Thanksgiving from the Americans
Alger Aranda, a senior from the Philippines studying business management said, “I first experienced Thanksgiving on my mission. My companion at the time was from Utah and he suggested we celebrate Thanksgiving by having a dinner. I never really had it before but it was really cool, because we got the district together and we ate turkey, vegetables, and apple pies.”
When introduced to the idea of Thanksgiving, EJ Chek, a freshman from Hong Kong studying psychology said he was initially confused. He said, “I actually thought Thanksgiving was like Christmas. I thought you spent the day going around giving gifts to the people you’re grateful for.
“I heard about it on my mission in Australia when my mission president wanted to have the missionaries over to enjoy Thanksgiving dinner. The missionaries close to the mission office got to eat Thanksgiving dinner with the mission president. My companion and I were too far away to join everyone, but we were invited to a member’s home.”
Reminiscing and smiling about his first Thanksgiving dinner, Chek said, “We didn’t have the usual things like turkey or mashed potatoes and gravy.
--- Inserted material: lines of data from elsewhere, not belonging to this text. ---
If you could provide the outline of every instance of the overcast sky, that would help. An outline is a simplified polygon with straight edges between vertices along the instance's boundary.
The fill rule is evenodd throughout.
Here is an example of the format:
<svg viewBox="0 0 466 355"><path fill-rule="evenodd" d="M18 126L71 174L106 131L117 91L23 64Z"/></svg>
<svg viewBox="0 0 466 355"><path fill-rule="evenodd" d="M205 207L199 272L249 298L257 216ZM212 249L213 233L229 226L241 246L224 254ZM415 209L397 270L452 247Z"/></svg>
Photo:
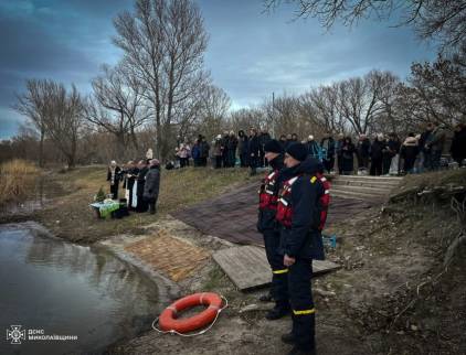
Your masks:
<svg viewBox="0 0 466 355"><path fill-rule="evenodd" d="M210 35L205 66L233 108L276 95L299 94L373 68L405 78L413 61L434 51L411 29L364 21L322 30L313 19L293 21L293 9L263 13L262 0L198 0ZM103 63L121 56L112 44L112 20L133 0L0 0L0 139L23 119L11 105L27 78L75 83L83 93Z"/></svg>

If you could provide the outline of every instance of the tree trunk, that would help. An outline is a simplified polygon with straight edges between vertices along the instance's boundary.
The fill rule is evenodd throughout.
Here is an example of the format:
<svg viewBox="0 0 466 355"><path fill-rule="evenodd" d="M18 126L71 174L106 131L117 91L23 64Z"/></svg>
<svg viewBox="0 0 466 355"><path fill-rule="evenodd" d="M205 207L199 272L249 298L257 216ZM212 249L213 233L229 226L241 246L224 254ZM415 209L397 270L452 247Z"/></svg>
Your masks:
<svg viewBox="0 0 466 355"><path fill-rule="evenodd" d="M39 166L44 168L44 130L41 129L41 141L39 143Z"/></svg>

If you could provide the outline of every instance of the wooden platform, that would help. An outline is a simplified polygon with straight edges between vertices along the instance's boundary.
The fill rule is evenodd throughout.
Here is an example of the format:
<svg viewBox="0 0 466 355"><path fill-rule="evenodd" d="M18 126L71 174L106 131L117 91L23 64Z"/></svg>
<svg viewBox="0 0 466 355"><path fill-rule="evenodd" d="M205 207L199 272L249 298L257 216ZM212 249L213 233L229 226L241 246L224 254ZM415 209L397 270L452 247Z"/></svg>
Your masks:
<svg viewBox="0 0 466 355"><path fill-rule="evenodd" d="M165 230L129 244L125 250L173 281L186 279L210 257L206 250L173 238Z"/></svg>
<svg viewBox="0 0 466 355"><path fill-rule="evenodd" d="M264 248L254 246L219 250L213 255L216 263L242 291L271 283L272 271ZM313 261L314 275L339 269L331 261Z"/></svg>

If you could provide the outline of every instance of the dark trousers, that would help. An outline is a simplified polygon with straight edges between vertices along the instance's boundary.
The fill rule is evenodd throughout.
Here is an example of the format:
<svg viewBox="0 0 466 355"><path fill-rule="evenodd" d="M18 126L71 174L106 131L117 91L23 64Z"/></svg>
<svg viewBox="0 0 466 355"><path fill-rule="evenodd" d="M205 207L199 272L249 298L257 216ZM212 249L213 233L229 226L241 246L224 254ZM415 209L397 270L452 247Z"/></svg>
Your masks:
<svg viewBox="0 0 466 355"><path fill-rule="evenodd" d="M226 149L222 152L222 162L223 162L223 168L230 166L229 151Z"/></svg>
<svg viewBox="0 0 466 355"><path fill-rule="evenodd" d="M382 174L386 175L390 172L390 165L392 164L392 157L384 157L382 162Z"/></svg>
<svg viewBox="0 0 466 355"><path fill-rule="evenodd" d="M115 185L110 184L110 194L113 200L118 198L118 183L116 183Z"/></svg>
<svg viewBox="0 0 466 355"><path fill-rule="evenodd" d="M153 215L156 213L156 202L149 201L148 204L149 204L149 213Z"/></svg>
<svg viewBox="0 0 466 355"><path fill-rule="evenodd" d="M325 170L327 170L327 172L330 172L333 169L333 165L335 165L333 157L324 160L324 168Z"/></svg>
<svg viewBox="0 0 466 355"><path fill-rule="evenodd" d="M215 155L215 169L222 168L222 155Z"/></svg>
<svg viewBox="0 0 466 355"><path fill-rule="evenodd" d="M373 176L382 174L382 159L372 159L370 174Z"/></svg>
<svg viewBox="0 0 466 355"><path fill-rule="evenodd" d="M343 173L343 157L342 155L338 155L338 173L341 175Z"/></svg>
<svg viewBox="0 0 466 355"><path fill-rule="evenodd" d="M313 261L296 258L288 268L288 293L293 309L293 335L296 345L303 349L315 346L316 318L311 283Z"/></svg>
<svg viewBox="0 0 466 355"><path fill-rule="evenodd" d="M229 166L234 168L236 164L236 150L229 150Z"/></svg>
<svg viewBox="0 0 466 355"><path fill-rule="evenodd" d="M258 160L257 155L250 157L251 175L256 174L256 169L257 169L257 163L258 163L257 160Z"/></svg>
<svg viewBox="0 0 466 355"><path fill-rule="evenodd" d="M431 154L431 169L432 171L437 171L441 169L441 158L442 151L441 150L433 150Z"/></svg>
<svg viewBox="0 0 466 355"><path fill-rule="evenodd" d="M358 155L358 168L364 168L368 169L369 166L369 157L367 155Z"/></svg>
<svg viewBox="0 0 466 355"><path fill-rule="evenodd" d="M180 158L180 168L189 166L188 158Z"/></svg>
<svg viewBox="0 0 466 355"><path fill-rule="evenodd" d="M261 151L258 154L260 154L258 165L261 168L264 168L265 166L265 152L264 151Z"/></svg>
<svg viewBox="0 0 466 355"><path fill-rule="evenodd" d="M278 254L279 232L264 230L265 254L272 268L271 294L277 308L289 309L288 300L288 268L283 265L283 255Z"/></svg>
<svg viewBox="0 0 466 355"><path fill-rule="evenodd" d="M241 153L240 154L240 160L241 160L241 166L242 168L247 168L247 165L248 165L247 153Z"/></svg>

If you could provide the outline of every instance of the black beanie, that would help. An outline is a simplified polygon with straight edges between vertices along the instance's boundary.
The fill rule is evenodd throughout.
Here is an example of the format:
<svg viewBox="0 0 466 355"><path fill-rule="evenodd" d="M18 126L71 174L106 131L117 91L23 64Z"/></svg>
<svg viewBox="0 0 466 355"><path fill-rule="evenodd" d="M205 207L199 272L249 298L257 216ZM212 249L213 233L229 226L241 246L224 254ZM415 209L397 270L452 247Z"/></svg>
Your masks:
<svg viewBox="0 0 466 355"><path fill-rule="evenodd" d="M298 161L305 161L307 158L307 149L303 143L292 143L286 149L288 155L292 155Z"/></svg>
<svg viewBox="0 0 466 355"><path fill-rule="evenodd" d="M283 148L282 148L282 144L277 140L271 139L268 142L264 144L264 151L280 154L283 153Z"/></svg>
We had some vegetables and roast beef. We joked and called it ‘Thanksgiving dinner.’”
Kealoha Vai Riky, a senior from Tahiti studying business management said, “I have celebrated [Thanksgiving] twice. My first Thanksgiving was okay on the spiritual plane because I was at the [Missionary Training Center], but the food wasn't really good. The food tasted boring. Like it had no spices.
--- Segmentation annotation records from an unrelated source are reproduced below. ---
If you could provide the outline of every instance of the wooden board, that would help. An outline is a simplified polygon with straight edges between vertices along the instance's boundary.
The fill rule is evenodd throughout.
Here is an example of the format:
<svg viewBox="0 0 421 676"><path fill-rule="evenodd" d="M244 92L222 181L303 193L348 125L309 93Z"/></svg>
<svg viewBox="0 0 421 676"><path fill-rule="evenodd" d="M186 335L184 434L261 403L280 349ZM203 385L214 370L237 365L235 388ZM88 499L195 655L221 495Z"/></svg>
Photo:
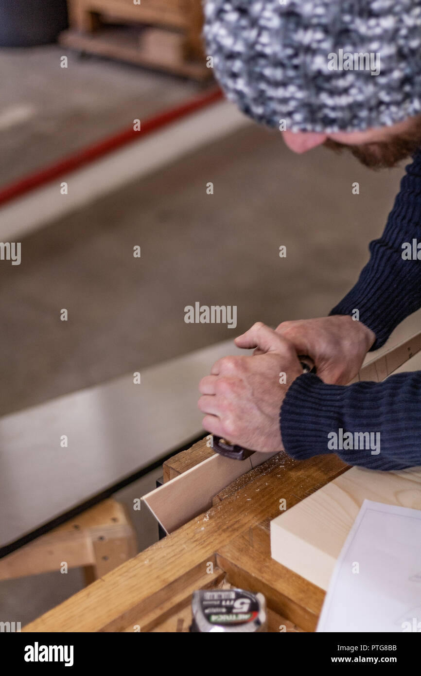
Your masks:
<svg viewBox="0 0 421 676"><path fill-rule="evenodd" d="M421 333L366 362L355 381L380 382L421 350ZM172 533L211 506L214 497L235 479L275 454L255 453L243 462L214 454L143 500L167 533Z"/></svg>
<svg viewBox="0 0 421 676"><path fill-rule="evenodd" d="M353 467L271 522L272 558L326 590L365 499L421 510L421 467L399 472Z"/></svg>
<svg viewBox="0 0 421 676"><path fill-rule="evenodd" d="M229 583L262 591L271 610L305 631L314 631L323 592L271 560L268 531L259 524L279 513L280 497L292 506L346 468L331 456L303 462L280 457L275 466L206 514L189 521L22 631L134 631L134 625L140 625L141 631L151 631L160 609L166 617L171 614L166 604L171 606L174 600L172 607L176 612L178 600L189 598L189 589L199 589L203 579L210 581L209 562L214 573L220 568ZM216 564L220 556L226 571ZM155 619L149 623L151 613Z"/></svg>
<svg viewBox="0 0 421 676"><path fill-rule="evenodd" d="M209 509L212 500L239 477L262 464L274 453L255 453L239 461L214 454L142 500L166 533L173 533L187 521Z"/></svg>

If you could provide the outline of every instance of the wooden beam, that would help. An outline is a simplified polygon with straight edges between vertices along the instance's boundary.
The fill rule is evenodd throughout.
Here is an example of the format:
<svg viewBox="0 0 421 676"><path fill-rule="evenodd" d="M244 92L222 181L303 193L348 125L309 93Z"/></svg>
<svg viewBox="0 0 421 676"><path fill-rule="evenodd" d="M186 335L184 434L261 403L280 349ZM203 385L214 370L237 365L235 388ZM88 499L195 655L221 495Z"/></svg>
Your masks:
<svg viewBox="0 0 421 676"><path fill-rule="evenodd" d="M215 552L232 538L276 516L280 498L292 506L312 487L326 483L346 468L331 456L301 462L282 456L252 487L245 486L23 631L124 631L179 592L195 571L205 574Z"/></svg>

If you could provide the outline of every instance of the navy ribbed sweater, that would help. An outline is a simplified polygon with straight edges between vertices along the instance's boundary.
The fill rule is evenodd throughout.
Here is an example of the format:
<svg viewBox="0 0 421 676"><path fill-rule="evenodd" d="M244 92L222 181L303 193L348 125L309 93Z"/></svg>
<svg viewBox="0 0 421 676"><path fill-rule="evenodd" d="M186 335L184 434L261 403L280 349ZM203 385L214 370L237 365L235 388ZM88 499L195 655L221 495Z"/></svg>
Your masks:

“The second was when I was serving my mission in Madagascar. Sister Foote, my mission president’s wife, really knows how to cook. I remember having a good time playing games and talking with all the missionaries.”
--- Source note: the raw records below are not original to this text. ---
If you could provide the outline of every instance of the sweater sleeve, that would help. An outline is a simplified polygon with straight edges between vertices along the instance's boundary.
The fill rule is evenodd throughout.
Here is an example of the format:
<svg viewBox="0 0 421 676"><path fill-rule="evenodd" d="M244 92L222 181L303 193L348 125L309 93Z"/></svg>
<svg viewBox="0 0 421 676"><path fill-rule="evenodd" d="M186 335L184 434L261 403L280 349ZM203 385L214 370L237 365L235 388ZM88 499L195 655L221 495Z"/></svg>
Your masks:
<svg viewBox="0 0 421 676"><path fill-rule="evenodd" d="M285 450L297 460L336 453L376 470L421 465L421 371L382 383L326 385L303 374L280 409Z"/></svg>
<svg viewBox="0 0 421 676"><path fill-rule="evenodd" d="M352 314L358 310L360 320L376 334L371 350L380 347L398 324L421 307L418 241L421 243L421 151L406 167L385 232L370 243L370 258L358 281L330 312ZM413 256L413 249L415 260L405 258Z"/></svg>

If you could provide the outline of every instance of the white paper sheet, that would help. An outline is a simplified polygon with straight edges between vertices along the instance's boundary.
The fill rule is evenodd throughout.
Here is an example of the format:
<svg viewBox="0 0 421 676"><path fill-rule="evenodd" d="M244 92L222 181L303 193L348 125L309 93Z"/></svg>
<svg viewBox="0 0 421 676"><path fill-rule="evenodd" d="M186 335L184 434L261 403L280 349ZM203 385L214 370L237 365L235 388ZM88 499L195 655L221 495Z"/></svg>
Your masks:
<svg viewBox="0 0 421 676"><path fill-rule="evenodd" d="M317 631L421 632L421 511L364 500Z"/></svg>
The close of the harvest celebrated around the world
To Fubo Hou, a senior from China majoring in finance, Thanksgiving is a time for family reunion and people celebrating their gains from the past year. According to Hou he first experienced Thanksgiving in London, England. He said, “A member family invited us to go to their house for the Thanksgiving dinner. I helped them cook some food to add to the dinner.”
According to Jiyun Park, a freshman from Korea majoring in accounting, she first experienced Thanksgiving when she and her family first moved to America. Park’s third grade teacher invited the students for Thanksgiving dinner.
Remembering the food she had on her first Thanksgiving, Park said, “I know there was the basics like turkey, mashed potatoes and gravy, stuffing, salad, casserole and many others. We also had the most important foods: cranberry sauce and pumpkin pie. It was really fun and interesting because it was at my third grade teacher’s house. We had dinner and played games.”
Regarding the family gatherings associated with Thanksgiving, Park said, “I really like the fact that families and friends can gather together at least once a year. In Korea, we have a Thanksgiving as well, and it is nice to see our families because we don’t see them every day.”
According to the Korea Tourism Organization, Chuseok is the Korean holiday similar to Thanksgiving. Traditionally, fruits and fish are served at Chuseok dinners.
In contrast to Chuseok, Tahiti doesn’t celebrate anything similar to Thanksgiving. According to Vai Riky, “My country doesn't have this kind of holiday, but we do eat turkey on New Year’s Eve. We basically eat smashed potatoes anytime we want.”
Vai Riky thought the idea of being grateful set on a specific day was interesting. He said, “Why would you set a specific day to be thankful for everything you have? Everyday should be Thanksgiving.”
According to Hou, China does not celebrate a similar holiday. Notwithstanding, he said he looks forward to celebrating Thanksgiving here on the island. Hou said, “A Hawaiian family has invited me to Thanksgiving. I'm looking forward to having a great time with them. This probably is my last Thanksgiving in Hawaii before I return to China.”
According to Chek, when he was first introduced to Thanksgiving, he was grateful for members feeding the missionaries. Now home from his mission, he said, “Now I am grateful for my family, especially my parents. They provided a happy home for my brothers and I. I am also grateful for the Savior because we owe everything to Him and his sacrifice.”
Aranda expressed feelings of gratitude for the opportunity to study in America. He said, “I am grateful for the blessing and opportunity to study here at BYUH. I am the first from my family to come to America and this is big for my family. I am grateful for the temple here in Laie and being able to attend frequently.”